Lesser Glow : "Nullity"




Being a band from Boston must be rough as you have to sort through all the Berklee kids who know all these time signatures , but not how to put them into a song that people want to listen. This is also the second band I have reviewed today that is from the Mastodon school of thought . The first was the new Barishi, which you would like if you like these guys though they are more death metal, where these guys are more sludge and employ bursts of clean singing .The clean singing doesn't click for me until the third song "Fostering this Nullity". It is also darker and more brooding which works. They are more concern with the math of it all on the first couple of song that run together.  the second song sound just like an extension of the first song which makes since in my mind as this is  the kind of band that would have 7 minute songs . To their credit they only have two of these , the title track being one of them.

"Alone In the Column" is an song that feels like the further progression of one before it. It is moody and in places makes me think of Dredg.  They get heavier on "Versterven". The haze of fuzzed out guitar is layered more like shoe gaze than metal. It's a better sound than it is a song. It is the band's more melodic vocals that seems to be the key for song writing clicking. Even when they get into something as ethereal as "I am the Island". It's dark with the guitar creating a drifting mist of chords. By the time we get to "the Great Filter" things have run together for me. I have to listen for the sun vocals to tell the songs apart. The gloomy vocals at the beginning give the song more character than the growled ones. There is a hint of Alice In Chains to the way the vocal melodies fall.

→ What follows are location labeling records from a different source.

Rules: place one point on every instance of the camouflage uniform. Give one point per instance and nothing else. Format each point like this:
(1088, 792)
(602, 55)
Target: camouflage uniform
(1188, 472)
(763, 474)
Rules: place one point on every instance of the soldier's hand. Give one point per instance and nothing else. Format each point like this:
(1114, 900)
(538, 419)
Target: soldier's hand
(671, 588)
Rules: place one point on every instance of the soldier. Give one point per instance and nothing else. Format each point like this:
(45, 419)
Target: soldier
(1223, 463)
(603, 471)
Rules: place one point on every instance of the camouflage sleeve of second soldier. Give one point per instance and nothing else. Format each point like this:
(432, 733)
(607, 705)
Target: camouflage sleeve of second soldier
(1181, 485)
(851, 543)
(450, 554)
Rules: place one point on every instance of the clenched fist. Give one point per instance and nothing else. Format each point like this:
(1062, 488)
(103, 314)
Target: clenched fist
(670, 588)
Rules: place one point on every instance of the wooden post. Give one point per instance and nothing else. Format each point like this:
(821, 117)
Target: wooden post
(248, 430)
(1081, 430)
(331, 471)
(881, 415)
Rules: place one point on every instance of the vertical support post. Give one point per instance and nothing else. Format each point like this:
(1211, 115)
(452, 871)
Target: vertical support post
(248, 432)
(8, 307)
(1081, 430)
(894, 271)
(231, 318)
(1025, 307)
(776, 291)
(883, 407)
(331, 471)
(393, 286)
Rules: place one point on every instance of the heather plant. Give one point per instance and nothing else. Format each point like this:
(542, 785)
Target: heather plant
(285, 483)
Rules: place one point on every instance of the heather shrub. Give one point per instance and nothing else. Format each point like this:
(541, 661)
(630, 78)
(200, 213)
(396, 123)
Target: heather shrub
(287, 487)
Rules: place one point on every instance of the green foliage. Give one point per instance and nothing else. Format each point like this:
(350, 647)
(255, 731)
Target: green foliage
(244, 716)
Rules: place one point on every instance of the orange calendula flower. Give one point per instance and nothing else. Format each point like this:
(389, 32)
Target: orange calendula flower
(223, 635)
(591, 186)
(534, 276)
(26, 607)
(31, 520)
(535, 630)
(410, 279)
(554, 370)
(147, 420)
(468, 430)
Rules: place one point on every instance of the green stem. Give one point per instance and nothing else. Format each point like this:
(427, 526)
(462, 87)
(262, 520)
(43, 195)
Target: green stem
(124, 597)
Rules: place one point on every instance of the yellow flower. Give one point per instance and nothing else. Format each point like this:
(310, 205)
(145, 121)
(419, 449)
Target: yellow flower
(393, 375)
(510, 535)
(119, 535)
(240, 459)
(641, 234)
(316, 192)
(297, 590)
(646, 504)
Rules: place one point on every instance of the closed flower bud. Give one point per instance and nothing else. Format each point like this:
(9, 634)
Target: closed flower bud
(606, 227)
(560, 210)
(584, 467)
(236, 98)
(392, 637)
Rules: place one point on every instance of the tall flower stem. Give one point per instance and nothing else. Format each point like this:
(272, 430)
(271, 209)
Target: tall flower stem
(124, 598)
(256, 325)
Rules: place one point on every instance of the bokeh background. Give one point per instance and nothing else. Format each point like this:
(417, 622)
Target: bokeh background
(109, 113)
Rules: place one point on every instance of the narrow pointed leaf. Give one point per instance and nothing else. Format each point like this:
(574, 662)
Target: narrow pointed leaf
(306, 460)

The last song kind of rumbles out with more of a sludge chug, but as a long is less defined than the ones on the first half of the album. I can appreciate the surreal shoe gaze like quality, but it begins to become uniform.  Over all I will give this album an 8 as I think they succeeded in what they set out to do and the vocals make them a little more interesting than your average band attempting this. This comes out May 29th on Pelagic Records.